Почтенный Тимофей Семеныч встретил меня как-то торопливо и как будто немного смешавшись. Он провел меня в свой тесный кабинет и плотно притворил дверь: «Чтобы дети не мешали», – проговорил он с видимым беспокойством. Затем посадил меня на стул у письменного стола, сам сел в кресло, запахнул полы своего старого ватного халата и принял на всякий случай какой-то официальный, даже почти строгий вид, хотя вовсе не был моим или Ивана Матвеича начальником, а считался до сих пор обыкновенным сослуживцем и даже знакомым.
– Прежде всего, – начал он, – возьмите во внимание, что я не начальство, а такой же точно подначальный человек, как и вы, как и Иван Матвеич… Я сторона-с и ввязываться ни во что не намерен.

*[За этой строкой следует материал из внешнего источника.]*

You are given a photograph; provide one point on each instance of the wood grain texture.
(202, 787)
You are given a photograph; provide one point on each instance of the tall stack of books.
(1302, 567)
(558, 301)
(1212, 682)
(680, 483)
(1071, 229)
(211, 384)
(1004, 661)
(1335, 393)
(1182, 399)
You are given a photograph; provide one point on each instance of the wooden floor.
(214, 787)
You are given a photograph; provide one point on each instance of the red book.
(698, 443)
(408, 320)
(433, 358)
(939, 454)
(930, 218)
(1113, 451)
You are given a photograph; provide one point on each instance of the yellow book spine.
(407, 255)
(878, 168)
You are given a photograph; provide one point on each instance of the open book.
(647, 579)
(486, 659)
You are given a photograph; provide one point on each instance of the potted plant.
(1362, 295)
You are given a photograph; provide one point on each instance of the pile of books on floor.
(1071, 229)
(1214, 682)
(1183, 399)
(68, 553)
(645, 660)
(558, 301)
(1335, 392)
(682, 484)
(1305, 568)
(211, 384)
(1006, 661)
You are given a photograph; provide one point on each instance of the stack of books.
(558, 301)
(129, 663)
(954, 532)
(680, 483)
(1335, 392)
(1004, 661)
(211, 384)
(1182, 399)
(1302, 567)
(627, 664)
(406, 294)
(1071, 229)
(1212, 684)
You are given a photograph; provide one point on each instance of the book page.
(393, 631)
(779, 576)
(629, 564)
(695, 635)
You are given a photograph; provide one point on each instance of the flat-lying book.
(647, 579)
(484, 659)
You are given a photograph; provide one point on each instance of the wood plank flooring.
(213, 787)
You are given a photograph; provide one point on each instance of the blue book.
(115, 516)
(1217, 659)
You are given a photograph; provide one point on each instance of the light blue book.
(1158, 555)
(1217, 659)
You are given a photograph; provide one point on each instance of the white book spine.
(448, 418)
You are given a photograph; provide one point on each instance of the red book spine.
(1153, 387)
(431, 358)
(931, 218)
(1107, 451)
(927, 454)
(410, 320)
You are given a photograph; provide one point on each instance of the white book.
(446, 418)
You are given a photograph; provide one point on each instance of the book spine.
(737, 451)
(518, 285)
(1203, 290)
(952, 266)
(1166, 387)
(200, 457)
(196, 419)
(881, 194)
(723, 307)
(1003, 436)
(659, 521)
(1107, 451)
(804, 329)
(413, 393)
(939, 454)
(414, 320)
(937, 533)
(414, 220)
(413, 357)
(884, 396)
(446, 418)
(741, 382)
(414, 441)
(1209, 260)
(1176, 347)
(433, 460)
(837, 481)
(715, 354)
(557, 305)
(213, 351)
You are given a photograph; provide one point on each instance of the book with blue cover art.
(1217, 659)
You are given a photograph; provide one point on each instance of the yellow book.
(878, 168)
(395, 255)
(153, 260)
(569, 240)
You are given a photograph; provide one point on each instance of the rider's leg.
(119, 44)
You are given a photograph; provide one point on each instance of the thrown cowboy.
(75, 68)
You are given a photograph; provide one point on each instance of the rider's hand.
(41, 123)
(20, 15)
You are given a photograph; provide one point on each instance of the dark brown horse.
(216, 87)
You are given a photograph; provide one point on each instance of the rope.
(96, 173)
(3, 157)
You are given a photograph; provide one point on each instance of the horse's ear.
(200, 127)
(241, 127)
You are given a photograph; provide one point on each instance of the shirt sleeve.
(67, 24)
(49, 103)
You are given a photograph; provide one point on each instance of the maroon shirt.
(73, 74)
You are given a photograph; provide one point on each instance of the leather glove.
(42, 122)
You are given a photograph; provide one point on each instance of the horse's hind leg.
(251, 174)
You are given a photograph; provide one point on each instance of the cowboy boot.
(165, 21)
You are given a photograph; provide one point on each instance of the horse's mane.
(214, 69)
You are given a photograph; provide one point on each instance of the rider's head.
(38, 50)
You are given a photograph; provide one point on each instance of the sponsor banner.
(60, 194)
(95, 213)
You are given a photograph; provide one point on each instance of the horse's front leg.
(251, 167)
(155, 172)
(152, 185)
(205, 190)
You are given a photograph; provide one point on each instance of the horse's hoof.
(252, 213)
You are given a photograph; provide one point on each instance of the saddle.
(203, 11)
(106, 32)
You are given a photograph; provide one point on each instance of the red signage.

Я удивился, что, по-видимому, он уже все это знает. Несмотря на то, рассказал ему вновь всю историю с подробностями. Говорил я даже с волнением, ибо исполнял в эту минуту обязанность истинного друга. Он выслушал без особого удивления, но с явным признаком подозрительности.
– Представьте, – сказал он, выслушав, – я всегда полагал, что с ним непременно это случится.
– Почему же-с, Тимофей Семеныч, случай сам по себе весьма необыкновенный-с…
– Согласен. Но Иван Матвеич во все течение службы своей именно клонил к такому результату. Прыток-с, заносчив даже. Все «прогресс» да разные идеи-с, а вот куда прогресс-то приводит!
– Но ведь это случай самый необыкновенный, и общим правилом для всех прогрессистов его никак нельзя положить…
– Нет, уж это так-с. Это, видите ли, от излишней образованности происходит, поверьте мне-с. Ибо люди излишне образованные лезут во всякое место-с, и преимущественно туда, где их вовсе не спрашивают. Впрочем, может, вы больше знаете, – прибавил он, как бы обижаясь. – Я человек не столь образованный и старый; с солдатских детей начал, и службе моей пятидесятилетний юбилей сего года пошел-с.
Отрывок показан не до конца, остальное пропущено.